As the possibility of finding weapons or significant weapons programs recedes, officials have continued to stress other motives for the Iraq invasion. Secretary of State Colin Powell argued during a Sept. 28 television appearance that Saddam Hussein’s appalling human rights record, along with suspected ties to terrorists and WMD activities, justified the invasion. In a Sept. 5 interview, Richard Haass, the State Department’s recently departed director of policy planning maintained there was “a menu of arguments” for the invasion, including “the feeling that we had to score a geopolitical victory” in the wake of the Sept. 11, 2001 terrorist attacks.

The IAEA Reports


Meanwhile, the IAEA says it had found no evidence of a nuclear weapons program in Iraq by the time it left the country March 18, according to a report summarizing IAEA inspection activities pertaining to Iraq since September 2002 and released during the Sept. 15-19 general conference. However, the report adds that the agency did not have enough time to completely resolve questions over whether Iraq’s capabilities had changed since December 1998, when Iraq stopped cooperating with inspectors.

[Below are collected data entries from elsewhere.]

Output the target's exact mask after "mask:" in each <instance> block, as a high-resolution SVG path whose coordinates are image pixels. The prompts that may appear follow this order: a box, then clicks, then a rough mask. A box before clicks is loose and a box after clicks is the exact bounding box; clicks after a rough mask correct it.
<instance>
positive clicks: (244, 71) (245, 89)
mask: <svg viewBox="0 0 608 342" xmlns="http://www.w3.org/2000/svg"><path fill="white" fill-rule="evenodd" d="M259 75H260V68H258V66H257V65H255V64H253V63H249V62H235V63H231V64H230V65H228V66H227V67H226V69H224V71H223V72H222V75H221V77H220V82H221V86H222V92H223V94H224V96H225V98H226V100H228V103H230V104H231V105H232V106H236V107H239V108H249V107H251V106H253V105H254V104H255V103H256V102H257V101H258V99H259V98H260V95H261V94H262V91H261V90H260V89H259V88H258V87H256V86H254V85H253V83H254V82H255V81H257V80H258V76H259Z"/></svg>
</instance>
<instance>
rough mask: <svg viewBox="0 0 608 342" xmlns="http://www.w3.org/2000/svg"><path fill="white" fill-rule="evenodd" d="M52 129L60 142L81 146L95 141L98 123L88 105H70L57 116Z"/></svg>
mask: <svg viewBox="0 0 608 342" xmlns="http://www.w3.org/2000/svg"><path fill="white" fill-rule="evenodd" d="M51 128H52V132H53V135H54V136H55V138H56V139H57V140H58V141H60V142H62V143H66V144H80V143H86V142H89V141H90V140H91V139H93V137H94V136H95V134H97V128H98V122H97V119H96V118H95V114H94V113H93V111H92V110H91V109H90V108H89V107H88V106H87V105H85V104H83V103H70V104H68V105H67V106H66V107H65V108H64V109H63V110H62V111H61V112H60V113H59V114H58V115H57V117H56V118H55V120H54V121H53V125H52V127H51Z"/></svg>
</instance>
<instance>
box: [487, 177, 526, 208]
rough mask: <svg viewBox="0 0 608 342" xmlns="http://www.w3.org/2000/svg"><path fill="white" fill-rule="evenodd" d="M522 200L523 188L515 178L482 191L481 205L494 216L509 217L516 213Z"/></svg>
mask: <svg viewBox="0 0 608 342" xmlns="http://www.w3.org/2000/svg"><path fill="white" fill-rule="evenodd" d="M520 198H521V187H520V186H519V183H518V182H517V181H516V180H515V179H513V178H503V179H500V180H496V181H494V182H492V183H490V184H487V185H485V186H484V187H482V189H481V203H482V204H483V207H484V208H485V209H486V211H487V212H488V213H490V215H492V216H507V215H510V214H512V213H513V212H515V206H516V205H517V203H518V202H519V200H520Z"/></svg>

The report goes on to say that the IAEA would have been able to provide “credible assurance” that Iraq had not revived its nuclear program “within an additional two to three months of continuing verification activities.”

The document also summarizes the agency’s June 7-23 inspection of the Tuwaitha nuclear complex following reports that nuclear material had been looted during the March invasion. (See ACT, July/August 2003). The inspectors estimated that at least 10 kilograms of uranium compounds could have been dispersed but that the materials are not a proliferation concern.